100 Demons is a new composition of music and theatre; of irony and societal introspection; it is a work that explores our retreatment into culture to avoid the ramifications of our entropic acceptance of a rewritten past and the manipulation of the present; it is a work that asks the question: how would our acceptance of society change if our culture — our safe space — turned on us?

Commissioned by Manchester Collective, 100 Demons explores a concert hall manipulated by myth and fear-mongering. Traditional Japanese music and folklore influence a string quartet and tape machine, through which sonic manifestations of our fears demonise the stage — avatars of societal control — straddling the line between music and theatre; between reality and mythology. By introducing abstractions of the spectacular ideas, events and characters from Japanese folklore — a lore so different from the West’s — we in the West can see, in stark contrast, the barrier between the real world and the “other”. 

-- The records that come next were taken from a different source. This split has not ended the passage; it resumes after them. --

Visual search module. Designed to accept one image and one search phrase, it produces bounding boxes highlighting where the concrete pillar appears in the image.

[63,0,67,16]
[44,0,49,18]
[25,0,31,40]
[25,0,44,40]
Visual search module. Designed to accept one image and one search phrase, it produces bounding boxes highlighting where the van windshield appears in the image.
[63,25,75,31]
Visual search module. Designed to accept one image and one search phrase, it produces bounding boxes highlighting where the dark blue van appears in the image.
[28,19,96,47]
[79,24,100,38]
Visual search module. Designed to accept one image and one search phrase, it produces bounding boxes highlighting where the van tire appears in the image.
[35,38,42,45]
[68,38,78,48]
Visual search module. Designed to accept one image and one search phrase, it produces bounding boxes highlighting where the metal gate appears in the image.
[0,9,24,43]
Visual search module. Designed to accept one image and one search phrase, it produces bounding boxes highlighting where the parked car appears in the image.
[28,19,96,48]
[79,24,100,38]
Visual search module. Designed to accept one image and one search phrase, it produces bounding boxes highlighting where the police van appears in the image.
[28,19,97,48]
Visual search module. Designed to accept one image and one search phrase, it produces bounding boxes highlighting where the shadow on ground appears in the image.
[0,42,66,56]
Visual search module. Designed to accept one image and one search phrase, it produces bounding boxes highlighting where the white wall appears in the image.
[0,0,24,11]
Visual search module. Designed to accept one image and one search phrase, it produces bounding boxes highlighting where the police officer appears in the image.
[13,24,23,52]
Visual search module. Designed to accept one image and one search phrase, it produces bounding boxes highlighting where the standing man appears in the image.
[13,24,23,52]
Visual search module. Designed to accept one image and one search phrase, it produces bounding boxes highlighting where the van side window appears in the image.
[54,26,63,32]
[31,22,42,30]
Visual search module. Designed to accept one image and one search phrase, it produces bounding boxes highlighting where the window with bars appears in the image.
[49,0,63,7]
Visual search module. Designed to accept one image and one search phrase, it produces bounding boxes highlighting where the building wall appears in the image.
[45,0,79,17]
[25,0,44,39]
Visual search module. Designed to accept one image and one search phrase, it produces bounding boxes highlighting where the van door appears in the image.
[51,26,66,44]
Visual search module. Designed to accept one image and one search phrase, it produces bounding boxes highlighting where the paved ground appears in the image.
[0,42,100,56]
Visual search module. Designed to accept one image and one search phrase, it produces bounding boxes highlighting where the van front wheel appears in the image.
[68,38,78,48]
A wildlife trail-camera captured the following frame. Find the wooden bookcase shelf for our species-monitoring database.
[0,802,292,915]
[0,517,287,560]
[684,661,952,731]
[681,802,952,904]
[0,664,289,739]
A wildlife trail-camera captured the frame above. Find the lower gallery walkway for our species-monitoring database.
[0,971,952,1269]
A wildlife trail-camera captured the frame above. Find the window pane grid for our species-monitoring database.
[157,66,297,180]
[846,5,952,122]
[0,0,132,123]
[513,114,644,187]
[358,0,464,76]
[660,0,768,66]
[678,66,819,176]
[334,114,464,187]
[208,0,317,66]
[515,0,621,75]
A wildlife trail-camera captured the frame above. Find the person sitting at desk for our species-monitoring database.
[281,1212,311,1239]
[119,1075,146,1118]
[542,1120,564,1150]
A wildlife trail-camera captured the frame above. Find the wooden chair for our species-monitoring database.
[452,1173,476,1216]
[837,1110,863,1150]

From the outset, 100 Demons contained many practical concerns that I had to address during its composition, such as how to introduce elements of Kyogen (comic theatre) into the work, how to take influence from exponents of traditional musical performance, such as Kodo; the means by which to manipulate traditional Japanese music, or elements of it, into my own musical language; how to fulfil the commission criteria of a work for string quartet and pre-recorded material; and how to do all of this in a way that preserved the integrity and beauty of Japanese mythology, while ensuring my compositional voice and the message of the composition was heard. 

This three-part blog will document my creation of 100 Demons ahead of its premiere in March 2018. I will share some of my processes and trains of thought during its composition.